I am trying to integrate snmptrapd and RabbitMQ for delivering traps notifications to an exterior system.
My system is composed of 3 components:
- A Linux virtual machine with snmptrapd and RabbitMQ (Publisher);
- A Linux virtual machine with RabbitMQ (Consumer);
- A Linux bare metal with docker so I can have a lot of containers sending traps (using nping)
The snmptrapd part is simple:
authCommunity execute mycom
traphandle default /root/some_script
In my first attempts the some_script
was written in Python, but the performance was not perfect (20 containers sending 1 trap per second during 10 seconds, I only received 160 messages in the consumer).
#!/usr/bin/env python
import pika
import sys
message = ""
for line in sys.stdin :
message += (line)
credentials = pika.PlainCredentials('test', 'test')
parameters = pika.ConnectionParameters('my_ip', 5672, '/', credentials)
connection = pika.BlockingConnection(parameters)
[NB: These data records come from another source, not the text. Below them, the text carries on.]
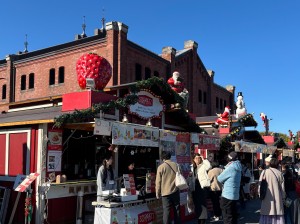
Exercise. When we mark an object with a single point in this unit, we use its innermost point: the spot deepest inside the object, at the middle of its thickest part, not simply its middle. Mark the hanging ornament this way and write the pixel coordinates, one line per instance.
(93, 66)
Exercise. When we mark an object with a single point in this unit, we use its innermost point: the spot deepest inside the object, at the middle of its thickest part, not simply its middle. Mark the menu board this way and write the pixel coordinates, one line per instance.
(129, 184)
(55, 139)
(150, 183)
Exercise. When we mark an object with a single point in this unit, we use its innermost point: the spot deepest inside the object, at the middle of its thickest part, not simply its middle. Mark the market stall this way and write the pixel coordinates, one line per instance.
(144, 208)
(206, 145)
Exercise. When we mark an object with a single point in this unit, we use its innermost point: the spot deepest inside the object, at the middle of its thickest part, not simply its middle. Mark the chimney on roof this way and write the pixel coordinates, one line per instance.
(168, 53)
(83, 35)
(190, 44)
(211, 73)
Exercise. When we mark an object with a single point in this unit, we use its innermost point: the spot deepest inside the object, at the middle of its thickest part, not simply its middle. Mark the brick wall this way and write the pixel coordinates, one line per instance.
(123, 55)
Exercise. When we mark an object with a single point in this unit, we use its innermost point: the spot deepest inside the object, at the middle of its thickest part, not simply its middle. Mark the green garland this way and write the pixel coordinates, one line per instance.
(155, 84)
(89, 114)
(247, 120)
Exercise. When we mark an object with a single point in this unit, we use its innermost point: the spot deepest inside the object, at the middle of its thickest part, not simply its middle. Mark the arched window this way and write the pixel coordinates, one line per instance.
(221, 103)
(200, 96)
(147, 73)
(52, 76)
(4, 92)
(138, 72)
(31, 81)
(23, 82)
(61, 74)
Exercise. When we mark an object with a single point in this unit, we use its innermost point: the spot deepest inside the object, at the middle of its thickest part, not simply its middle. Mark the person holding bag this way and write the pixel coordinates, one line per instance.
(199, 170)
(231, 179)
(166, 188)
(272, 204)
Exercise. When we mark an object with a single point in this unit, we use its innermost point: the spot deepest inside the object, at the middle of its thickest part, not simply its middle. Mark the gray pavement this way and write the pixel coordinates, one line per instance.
(248, 215)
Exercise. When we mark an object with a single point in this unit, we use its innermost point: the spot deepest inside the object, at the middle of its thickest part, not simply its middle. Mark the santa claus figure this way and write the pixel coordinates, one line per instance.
(263, 118)
(176, 83)
(222, 118)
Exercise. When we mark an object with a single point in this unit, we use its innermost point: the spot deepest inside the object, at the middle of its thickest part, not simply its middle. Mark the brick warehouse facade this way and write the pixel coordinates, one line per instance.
(49, 73)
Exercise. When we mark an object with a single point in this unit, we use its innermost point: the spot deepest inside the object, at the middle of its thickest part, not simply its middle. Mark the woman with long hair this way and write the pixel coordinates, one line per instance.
(105, 176)
(272, 207)
(199, 168)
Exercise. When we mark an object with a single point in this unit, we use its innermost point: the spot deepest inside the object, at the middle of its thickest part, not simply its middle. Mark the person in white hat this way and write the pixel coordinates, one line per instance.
(222, 118)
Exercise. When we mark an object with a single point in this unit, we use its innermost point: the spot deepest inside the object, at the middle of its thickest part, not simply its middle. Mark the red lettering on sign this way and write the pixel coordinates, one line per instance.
(145, 101)
(146, 217)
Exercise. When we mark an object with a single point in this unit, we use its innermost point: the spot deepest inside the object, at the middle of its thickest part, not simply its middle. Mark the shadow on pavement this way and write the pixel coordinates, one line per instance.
(247, 215)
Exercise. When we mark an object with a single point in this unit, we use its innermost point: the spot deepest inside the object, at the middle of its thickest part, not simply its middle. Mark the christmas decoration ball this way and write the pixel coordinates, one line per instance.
(93, 66)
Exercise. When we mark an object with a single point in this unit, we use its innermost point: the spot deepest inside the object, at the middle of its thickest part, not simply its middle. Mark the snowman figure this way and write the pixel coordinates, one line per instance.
(176, 83)
(241, 109)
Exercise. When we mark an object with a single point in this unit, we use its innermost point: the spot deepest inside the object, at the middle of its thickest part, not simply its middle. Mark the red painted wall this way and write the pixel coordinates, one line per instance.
(2, 153)
(17, 154)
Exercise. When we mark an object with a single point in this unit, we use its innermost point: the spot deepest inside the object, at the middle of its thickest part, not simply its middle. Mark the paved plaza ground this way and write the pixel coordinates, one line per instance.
(248, 215)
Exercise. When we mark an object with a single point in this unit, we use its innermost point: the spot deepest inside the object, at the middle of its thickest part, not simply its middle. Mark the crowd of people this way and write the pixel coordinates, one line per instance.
(227, 187)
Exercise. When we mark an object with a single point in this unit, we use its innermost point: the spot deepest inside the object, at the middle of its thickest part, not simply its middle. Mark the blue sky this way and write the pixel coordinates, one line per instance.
(253, 45)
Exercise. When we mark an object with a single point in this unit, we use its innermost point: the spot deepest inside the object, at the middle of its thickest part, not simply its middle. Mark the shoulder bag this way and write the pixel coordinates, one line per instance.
(263, 187)
(286, 201)
(180, 181)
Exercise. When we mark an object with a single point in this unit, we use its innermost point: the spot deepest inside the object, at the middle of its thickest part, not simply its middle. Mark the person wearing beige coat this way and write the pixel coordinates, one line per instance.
(199, 168)
(272, 207)
(166, 189)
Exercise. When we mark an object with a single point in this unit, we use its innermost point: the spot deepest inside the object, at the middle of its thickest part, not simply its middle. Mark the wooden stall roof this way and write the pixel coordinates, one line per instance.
(26, 117)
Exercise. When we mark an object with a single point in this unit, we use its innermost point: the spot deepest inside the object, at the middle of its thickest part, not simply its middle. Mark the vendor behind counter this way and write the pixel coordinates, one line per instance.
(138, 161)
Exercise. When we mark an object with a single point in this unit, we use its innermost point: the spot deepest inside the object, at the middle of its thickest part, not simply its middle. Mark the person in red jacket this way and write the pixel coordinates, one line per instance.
(222, 118)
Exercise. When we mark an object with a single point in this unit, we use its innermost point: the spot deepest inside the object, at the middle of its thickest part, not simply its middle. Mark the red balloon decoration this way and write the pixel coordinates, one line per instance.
(93, 66)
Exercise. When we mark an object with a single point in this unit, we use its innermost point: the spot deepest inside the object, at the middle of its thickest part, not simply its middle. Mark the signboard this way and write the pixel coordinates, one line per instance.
(150, 182)
(26, 182)
(54, 160)
(129, 184)
(148, 106)
(129, 134)
(102, 127)
(241, 146)
(55, 139)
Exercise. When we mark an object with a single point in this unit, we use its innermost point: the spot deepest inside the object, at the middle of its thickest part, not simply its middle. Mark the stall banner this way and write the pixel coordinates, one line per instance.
(168, 142)
(102, 127)
(241, 146)
(209, 142)
(55, 139)
(150, 182)
(183, 152)
(54, 160)
(129, 184)
(166, 135)
(130, 134)
(195, 138)
(148, 106)
(139, 213)
(26, 182)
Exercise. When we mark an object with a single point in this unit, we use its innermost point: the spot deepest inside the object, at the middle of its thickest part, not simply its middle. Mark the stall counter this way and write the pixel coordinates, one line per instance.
(138, 211)
(71, 188)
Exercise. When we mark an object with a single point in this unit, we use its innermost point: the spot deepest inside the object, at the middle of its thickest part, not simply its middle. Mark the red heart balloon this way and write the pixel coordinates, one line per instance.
(93, 66)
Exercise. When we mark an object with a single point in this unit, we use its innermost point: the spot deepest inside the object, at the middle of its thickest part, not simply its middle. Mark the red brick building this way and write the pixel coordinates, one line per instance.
(32, 85)
(42, 76)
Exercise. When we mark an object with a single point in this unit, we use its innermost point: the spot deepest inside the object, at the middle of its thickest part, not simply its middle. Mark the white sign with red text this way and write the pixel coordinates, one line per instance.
(26, 182)
(148, 106)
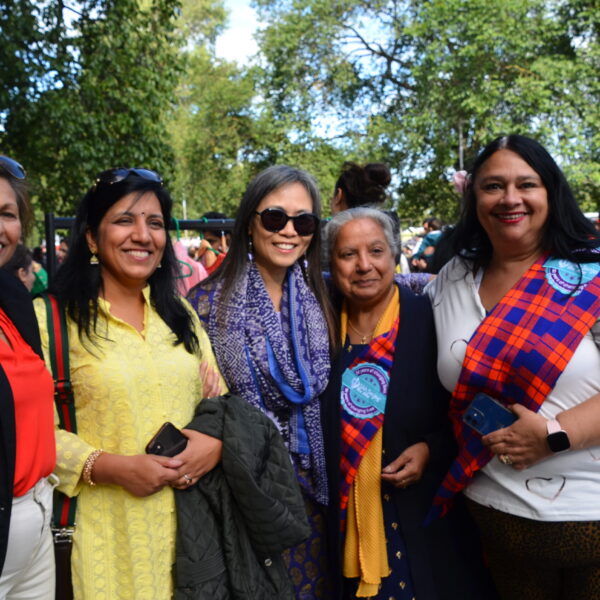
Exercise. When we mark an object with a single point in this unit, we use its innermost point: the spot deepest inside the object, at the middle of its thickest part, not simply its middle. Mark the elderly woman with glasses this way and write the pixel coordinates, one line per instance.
(135, 350)
(27, 447)
(268, 319)
(388, 438)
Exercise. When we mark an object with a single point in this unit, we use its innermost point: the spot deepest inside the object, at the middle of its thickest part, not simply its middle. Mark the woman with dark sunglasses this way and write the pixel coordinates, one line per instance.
(135, 351)
(27, 447)
(268, 316)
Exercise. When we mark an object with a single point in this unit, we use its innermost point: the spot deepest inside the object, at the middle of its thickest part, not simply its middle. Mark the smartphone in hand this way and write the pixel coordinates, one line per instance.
(167, 441)
(485, 414)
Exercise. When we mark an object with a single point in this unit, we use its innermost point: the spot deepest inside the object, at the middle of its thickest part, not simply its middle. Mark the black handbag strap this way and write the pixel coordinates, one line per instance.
(64, 507)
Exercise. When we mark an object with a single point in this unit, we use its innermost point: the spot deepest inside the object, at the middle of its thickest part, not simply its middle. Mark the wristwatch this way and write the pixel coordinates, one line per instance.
(558, 439)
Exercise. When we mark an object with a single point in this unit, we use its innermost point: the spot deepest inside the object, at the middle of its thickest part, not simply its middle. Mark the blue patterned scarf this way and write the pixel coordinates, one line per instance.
(278, 363)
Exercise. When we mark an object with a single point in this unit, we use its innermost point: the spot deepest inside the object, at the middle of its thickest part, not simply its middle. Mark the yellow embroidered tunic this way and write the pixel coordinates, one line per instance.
(124, 546)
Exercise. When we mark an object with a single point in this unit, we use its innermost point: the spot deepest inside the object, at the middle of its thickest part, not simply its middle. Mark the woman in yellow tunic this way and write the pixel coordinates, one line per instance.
(135, 352)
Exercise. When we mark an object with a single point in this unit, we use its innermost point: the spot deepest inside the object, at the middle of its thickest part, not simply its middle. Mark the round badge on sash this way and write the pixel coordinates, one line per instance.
(569, 278)
(364, 390)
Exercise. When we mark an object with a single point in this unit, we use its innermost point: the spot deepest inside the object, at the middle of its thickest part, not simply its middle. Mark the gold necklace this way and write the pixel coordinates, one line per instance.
(363, 336)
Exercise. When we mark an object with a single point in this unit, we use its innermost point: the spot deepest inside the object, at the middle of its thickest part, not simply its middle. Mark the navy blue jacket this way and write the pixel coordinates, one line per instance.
(445, 557)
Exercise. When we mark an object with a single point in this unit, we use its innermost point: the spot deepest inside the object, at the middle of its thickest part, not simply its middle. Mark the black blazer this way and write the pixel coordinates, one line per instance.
(444, 557)
(16, 302)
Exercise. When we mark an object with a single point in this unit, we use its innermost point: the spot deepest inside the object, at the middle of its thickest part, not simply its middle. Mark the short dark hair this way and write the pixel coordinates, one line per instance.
(78, 283)
(363, 185)
(566, 231)
(21, 190)
(236, 260)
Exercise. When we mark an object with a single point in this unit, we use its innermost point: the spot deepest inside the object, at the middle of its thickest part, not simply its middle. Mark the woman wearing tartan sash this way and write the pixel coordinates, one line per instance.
(388, 439)
(516, 315)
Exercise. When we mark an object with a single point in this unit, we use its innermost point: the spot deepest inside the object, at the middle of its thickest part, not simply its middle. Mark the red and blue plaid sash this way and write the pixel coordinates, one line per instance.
(357, 433)
(517, 354)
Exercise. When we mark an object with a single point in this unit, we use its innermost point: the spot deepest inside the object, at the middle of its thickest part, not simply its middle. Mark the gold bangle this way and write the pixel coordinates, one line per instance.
(86, 474)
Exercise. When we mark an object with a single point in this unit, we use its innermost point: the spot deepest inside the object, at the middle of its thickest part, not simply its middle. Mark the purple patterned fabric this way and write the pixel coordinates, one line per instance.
(278, 363)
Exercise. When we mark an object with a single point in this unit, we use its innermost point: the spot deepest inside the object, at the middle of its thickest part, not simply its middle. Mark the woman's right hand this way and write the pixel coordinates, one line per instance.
(141, 474)
(211, 382)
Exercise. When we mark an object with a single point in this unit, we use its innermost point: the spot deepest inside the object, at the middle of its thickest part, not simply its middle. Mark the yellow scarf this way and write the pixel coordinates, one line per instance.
(365, 551)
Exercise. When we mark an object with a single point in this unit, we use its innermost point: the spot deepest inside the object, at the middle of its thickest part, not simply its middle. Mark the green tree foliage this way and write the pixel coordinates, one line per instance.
(88, 87)
(223, 132)
(424, 82)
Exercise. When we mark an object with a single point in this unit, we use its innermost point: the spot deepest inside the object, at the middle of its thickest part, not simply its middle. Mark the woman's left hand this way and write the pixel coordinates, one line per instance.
(201, 455)
(523, 443)
(408, 467)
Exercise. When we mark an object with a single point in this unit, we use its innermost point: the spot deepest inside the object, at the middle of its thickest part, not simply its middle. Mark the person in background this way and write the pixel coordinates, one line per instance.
(388, 438)
(422, 256)
(21, 266)
(357, 186)
(27, 446)
(517, 317)
(136, 352)
(62, 251)
(214, 244)
(268, 316)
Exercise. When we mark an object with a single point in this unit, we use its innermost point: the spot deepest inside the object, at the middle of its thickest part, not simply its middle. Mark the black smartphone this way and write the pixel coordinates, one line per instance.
(485, 414)
(167, 441)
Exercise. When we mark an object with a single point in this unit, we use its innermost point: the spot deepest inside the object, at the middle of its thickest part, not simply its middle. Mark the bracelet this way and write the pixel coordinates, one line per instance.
(86, 474)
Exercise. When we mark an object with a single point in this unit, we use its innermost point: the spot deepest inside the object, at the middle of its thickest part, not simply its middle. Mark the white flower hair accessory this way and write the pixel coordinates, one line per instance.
(460, 181)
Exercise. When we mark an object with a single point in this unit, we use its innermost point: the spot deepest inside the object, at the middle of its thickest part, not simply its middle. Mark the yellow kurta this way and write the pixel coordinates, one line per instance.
(125, 389)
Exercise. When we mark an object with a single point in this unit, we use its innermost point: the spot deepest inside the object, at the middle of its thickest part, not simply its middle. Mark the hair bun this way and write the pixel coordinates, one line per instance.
(379, 173)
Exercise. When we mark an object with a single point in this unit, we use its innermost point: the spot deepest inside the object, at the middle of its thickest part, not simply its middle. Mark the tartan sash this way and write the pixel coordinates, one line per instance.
(518, 353)
(357, 433)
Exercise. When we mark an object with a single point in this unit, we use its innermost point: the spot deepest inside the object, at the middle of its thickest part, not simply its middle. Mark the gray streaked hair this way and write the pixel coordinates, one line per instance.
(332, 229)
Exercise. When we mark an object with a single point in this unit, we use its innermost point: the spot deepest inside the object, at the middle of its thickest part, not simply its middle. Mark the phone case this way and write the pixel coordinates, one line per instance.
(168, 441)
(485, 414)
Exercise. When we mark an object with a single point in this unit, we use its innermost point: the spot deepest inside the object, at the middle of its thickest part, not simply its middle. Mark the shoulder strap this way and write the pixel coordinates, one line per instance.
(58, 346)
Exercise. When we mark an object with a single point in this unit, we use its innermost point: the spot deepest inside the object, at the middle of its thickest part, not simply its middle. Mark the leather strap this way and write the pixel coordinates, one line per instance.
(64, 507)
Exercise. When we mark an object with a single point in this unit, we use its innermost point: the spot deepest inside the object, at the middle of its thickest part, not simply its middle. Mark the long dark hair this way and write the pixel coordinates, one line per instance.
(78, 283)
(567, 233)
(234, 264)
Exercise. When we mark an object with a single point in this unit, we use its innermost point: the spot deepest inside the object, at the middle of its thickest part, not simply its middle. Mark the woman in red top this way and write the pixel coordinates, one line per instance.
(27, 448)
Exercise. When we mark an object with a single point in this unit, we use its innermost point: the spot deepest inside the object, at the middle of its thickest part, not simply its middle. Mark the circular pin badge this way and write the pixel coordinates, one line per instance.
(364, 390)
(569, 278)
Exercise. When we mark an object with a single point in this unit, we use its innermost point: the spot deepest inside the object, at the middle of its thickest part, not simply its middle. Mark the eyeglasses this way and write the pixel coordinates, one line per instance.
(120, 174)
(13, 167)
(275, 219)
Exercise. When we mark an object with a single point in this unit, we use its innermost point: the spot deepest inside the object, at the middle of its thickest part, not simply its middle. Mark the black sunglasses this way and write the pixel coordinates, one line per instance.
(275, 219)
(116, 175)
(13, 167)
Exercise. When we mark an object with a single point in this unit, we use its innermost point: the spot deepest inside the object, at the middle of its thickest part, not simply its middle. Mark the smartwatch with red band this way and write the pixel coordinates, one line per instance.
(557, 438)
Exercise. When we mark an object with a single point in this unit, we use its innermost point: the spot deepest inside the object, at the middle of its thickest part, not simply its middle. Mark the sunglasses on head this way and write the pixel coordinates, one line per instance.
(13, 167)
(275, 219)
(117, 175)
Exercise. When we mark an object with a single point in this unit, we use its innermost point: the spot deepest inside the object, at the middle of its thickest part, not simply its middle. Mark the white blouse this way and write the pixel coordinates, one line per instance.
(563, 487)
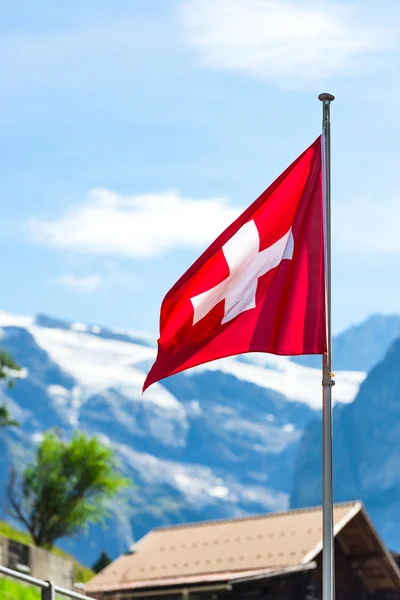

channel = connection.channel()
channel.queue_declare(queue='snmp')
channel.basic_publish(exchange='',
routing_key='snmp',
body=message)
connection.close()
I switched to Perl and now I can get 200 traps/messages.
My Perl script uses Net::AMQP::RabbitMQ
#!/usr/bin/perl
use Net::AMQP::RabbitMQ;
foreach my $line ( <STDIN> ) {
chomp( $line );
$message = "$message\n$line";
}
my $mq = Net::AMQP::RabbitMQ->new();
$mq->connect("my_ip", {
user => "test",
password => "test",
vhost => "/"
});
$mq->channel_open(1);
$mq->publish(1, "snmp", $message);
$mq->disconnect();
But I want better. I tried 200 containers sending 1 trap per second and it failed miserably, receiving only around 10% of messages in the consumer.
I think this has to do with the overhead of always have to open, publish and close the channel in RabbitMQ per trap received, because at the network level I receive all the messages (checked trough a tcpdump).
Is there a way to keep an always-open publish channel so I don't have to reopen/create a connection to the queue?